Os túmulos estão sendo fabricados em Abreu e Lima, na Região Metropolitana, onde os funcionários trabalham em três turnos para entregar os pedidos em até 15 dias. As gavetas biosseguras são mais resistentes, feitas com uma resina especial de garrafa pet e a estrutura de sustentação é construída com bagaço de cana, fibra de coco e metralha.. A tecnologia já é utilizada no sepultamento de corpos infectados com outros tipos de vírus, em cemitérios particulares.

Segundo o diretor da empresa que fabrica os túmulos, Guilherme Lithing, os vírus podem sobreviver por anos em ossos e restos mortais. Quando tiverem prontos, os túmulos serão monitorados remotamente através de sensores e os gases e chorume, oriundos da decomposição dos corpos, serão tratados. "Todos os gases retirados desse invólucro são medidos, coletados e tratados. O que sai deles é apenas hidrogênio. Todo o sistema não tem chaminés ou nada parecido. Ele solta hidrogênio que é inerte e sem cheiro, que inclusive ajuda a limpar o ar", detalhou.

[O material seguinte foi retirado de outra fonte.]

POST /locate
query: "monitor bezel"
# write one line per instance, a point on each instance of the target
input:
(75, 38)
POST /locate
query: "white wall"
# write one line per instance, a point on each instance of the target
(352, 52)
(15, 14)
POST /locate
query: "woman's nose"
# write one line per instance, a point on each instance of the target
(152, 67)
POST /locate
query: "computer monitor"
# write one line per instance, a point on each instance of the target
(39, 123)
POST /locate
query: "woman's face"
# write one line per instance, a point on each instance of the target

De acordo com Lithing, hoje os cadáveres de pessoas mortas ou com suspeita de covid-19 estão sendo envelopados com plásticos, processo que pode trazer problemas para os cemitérios. "Dessa maneira eles não conseguem ser decompostos. Eles ficam enterrados e ninguém conhece o comportamento do vírus ainda, sobretudo, em corpos que vão está lacrados em plásticos na terra. A exumação desses corpos será bastante prejudicada, podendo levar até décadas para isso acontecer", concluiu.